While some people might see Haiti as an anomaly in terms of the damage that earthquakes cause, Tucker cautioned that the earthquake in Haiti could be an example of similar disasters in the future.
“Some people looking at Haiti and contemplating the disaster that it caused in human and fiscal terms tend to optimistically hope that it was a freak event, a total outlier,” he said. “But everything that I’ve seen is saying that Haiti is not an outlier but just a harbinger of what will come.”
“I think that we have so much to learn from Haiti,” Tucker added. He suggested that one of the challenges is rapid urbanization in less-developed countries, where the structural safeguards against earthquakes simply are not present in the buildings where people live and work. Tucker also said people need to become more educated about earthquakes and their causes.
“One of the biggest surprises that I’ve found in my 19 years of working in this field is that so many people do not understand the science behind earthquakes,” he said. “Earthquakes are not meteorites coming out of the blue, hitting who knows where, for which there can be no preparation or expectation. All of us here know, especially any of us in California, that faults are where earthquakes occur and they will reoccur.”
With respect to introducing earthquake safety standards to communities, Chakos said one of the best places to start is with schools.
“We’ve seen with our work with GeoHazards International that schools become the gateway drug to risk mitigation,” she said. “After the 1989 earthquake, people in the Bay Area were sensitized to the issue of seismic events. This led people in Berkeley to become very involved to risk mitigation, and, for us, the work started with school safety.”
Chakos and GeoHazards International conducted a thorough reexamination of school buildings and found that many of them were not earthquake resistant.

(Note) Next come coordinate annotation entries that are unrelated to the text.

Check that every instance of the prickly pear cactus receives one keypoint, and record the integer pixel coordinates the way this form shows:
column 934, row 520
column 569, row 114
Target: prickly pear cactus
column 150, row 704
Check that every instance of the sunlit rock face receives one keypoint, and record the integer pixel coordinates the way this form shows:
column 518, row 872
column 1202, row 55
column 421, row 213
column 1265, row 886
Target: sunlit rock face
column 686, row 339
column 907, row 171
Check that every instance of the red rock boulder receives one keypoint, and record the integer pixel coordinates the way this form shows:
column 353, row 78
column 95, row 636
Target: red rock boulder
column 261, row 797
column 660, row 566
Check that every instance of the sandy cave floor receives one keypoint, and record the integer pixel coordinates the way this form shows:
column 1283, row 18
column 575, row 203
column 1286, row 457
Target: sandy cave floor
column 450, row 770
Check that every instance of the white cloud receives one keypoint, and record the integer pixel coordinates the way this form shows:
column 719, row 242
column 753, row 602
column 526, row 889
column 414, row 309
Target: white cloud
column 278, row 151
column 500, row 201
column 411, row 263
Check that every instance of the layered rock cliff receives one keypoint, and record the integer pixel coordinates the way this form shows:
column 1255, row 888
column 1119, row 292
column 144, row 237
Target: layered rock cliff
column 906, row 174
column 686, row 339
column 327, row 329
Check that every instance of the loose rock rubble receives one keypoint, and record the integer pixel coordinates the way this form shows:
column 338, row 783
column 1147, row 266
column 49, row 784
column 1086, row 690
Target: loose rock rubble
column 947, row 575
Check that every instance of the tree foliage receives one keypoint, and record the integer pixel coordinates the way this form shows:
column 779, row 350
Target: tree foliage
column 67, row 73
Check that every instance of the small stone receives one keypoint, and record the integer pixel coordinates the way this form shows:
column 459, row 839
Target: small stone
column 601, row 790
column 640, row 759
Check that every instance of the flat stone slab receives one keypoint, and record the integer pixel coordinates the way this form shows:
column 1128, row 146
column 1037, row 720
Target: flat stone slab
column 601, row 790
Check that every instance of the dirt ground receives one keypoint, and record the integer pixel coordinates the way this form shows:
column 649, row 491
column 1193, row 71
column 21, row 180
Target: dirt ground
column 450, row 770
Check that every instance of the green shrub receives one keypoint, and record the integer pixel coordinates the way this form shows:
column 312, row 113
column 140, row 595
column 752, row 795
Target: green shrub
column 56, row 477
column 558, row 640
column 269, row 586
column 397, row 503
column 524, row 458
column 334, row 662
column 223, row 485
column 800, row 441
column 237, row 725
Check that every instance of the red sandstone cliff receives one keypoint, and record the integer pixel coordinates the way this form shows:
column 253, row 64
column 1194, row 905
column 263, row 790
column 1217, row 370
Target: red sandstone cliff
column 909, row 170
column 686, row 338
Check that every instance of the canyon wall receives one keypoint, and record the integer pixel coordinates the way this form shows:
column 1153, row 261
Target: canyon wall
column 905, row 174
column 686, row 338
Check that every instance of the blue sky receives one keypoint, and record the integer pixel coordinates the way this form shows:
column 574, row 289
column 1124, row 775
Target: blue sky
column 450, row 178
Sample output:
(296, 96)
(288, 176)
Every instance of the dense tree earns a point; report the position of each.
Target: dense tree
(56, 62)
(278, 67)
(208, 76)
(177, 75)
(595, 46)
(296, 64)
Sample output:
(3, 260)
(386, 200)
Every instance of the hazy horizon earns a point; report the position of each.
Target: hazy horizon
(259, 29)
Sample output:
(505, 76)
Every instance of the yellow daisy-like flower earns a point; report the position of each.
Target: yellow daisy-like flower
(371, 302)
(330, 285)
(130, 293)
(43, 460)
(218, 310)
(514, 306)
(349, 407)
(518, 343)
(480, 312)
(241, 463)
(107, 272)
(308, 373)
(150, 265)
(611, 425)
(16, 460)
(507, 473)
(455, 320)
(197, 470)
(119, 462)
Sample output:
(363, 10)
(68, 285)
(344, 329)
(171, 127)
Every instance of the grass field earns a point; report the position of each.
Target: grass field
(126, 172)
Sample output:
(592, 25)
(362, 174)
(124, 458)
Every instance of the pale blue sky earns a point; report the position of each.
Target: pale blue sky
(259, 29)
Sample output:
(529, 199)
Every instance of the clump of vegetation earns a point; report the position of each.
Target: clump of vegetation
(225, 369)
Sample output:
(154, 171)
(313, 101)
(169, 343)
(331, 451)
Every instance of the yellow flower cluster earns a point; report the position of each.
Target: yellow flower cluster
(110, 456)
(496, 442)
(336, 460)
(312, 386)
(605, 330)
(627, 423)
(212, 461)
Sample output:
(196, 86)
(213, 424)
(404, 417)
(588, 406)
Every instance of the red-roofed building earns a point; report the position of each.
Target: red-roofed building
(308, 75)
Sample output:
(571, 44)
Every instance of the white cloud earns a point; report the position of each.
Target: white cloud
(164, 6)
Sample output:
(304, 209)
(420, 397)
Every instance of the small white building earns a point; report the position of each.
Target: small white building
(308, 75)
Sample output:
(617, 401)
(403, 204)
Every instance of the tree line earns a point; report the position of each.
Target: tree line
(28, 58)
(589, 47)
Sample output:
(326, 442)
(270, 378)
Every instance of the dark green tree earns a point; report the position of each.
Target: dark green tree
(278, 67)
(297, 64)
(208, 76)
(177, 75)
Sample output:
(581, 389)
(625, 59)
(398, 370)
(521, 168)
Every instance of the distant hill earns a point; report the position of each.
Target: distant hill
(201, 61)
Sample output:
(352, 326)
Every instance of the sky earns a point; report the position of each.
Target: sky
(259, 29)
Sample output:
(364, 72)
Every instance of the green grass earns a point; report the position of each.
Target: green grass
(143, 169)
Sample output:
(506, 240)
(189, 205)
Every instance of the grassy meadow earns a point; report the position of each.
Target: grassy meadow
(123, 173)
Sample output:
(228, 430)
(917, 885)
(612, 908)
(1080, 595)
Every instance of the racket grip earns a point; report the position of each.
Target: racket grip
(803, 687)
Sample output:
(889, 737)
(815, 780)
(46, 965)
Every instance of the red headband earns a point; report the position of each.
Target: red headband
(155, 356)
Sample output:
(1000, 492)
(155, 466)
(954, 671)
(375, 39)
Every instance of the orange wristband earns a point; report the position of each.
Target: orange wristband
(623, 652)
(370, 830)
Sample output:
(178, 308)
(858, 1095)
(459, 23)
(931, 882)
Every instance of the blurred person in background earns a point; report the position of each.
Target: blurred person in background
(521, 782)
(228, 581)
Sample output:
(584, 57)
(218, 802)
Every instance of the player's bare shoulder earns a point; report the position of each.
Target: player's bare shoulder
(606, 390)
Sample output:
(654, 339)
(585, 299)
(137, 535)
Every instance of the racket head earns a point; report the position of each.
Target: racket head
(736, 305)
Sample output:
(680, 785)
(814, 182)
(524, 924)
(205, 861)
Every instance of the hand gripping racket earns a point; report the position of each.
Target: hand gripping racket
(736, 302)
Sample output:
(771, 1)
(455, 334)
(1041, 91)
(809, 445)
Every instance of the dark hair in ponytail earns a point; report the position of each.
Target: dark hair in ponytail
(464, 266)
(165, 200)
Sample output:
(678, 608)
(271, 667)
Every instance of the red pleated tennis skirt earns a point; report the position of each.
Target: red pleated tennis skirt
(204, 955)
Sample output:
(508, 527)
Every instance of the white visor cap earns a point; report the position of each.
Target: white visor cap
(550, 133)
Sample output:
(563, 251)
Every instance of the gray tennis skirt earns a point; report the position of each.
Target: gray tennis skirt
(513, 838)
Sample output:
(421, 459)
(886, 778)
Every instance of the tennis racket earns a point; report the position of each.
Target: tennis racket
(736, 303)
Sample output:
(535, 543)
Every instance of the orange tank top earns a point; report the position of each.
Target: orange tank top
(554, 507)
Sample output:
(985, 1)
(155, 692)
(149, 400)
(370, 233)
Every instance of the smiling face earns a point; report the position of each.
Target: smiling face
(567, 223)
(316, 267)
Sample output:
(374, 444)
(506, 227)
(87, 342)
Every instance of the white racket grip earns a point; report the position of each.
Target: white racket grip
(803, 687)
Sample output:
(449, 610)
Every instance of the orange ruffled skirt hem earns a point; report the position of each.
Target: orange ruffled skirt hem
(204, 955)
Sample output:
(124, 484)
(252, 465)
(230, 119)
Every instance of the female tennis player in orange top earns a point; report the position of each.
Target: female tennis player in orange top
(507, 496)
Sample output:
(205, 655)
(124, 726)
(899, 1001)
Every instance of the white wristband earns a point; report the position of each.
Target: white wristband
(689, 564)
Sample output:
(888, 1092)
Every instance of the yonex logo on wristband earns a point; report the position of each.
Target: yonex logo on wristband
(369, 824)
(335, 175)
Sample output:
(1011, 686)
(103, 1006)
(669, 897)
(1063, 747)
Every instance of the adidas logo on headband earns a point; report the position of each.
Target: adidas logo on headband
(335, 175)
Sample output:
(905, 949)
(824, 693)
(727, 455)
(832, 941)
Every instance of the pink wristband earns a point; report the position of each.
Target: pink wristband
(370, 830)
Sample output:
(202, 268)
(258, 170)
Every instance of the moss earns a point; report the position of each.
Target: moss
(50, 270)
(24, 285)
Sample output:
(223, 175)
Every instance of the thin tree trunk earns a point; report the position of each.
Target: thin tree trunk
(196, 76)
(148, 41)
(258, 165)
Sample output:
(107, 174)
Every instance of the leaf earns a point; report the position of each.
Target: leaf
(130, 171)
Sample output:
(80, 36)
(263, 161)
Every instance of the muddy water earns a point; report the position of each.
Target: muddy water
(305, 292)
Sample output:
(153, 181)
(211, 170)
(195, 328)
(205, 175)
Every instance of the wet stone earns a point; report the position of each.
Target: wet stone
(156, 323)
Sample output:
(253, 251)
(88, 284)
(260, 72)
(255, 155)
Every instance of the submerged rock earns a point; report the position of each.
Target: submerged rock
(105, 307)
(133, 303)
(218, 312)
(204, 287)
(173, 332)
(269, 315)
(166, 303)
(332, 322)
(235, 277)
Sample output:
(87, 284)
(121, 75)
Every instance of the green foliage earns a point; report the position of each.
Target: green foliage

“After a few years, the Berkeley school district mobilized parents to become sensitized and aware of the risks that we faced, which led to the passing of hazard mitigation taxes over 10 to 12 years that paid to rebuild every public school in Berkeley,” Chakos said.
Jaclyn Lee, a master’s student in civil and environmental engineering who was at the panel event, was curious to know what lessons were learned in the wake of the earthquakes in Haiti and Chile.
“I thought it would be especially interesting to hear a discussion of what measures and research is going on to mitigate the effects on structures, and from a bigger picture, on the community from earthquakes,” Lee said.
But the part of the lecture that appealed to Lee the most was its emphasis on education. She agreed that it is important to “start with the teachers and students.”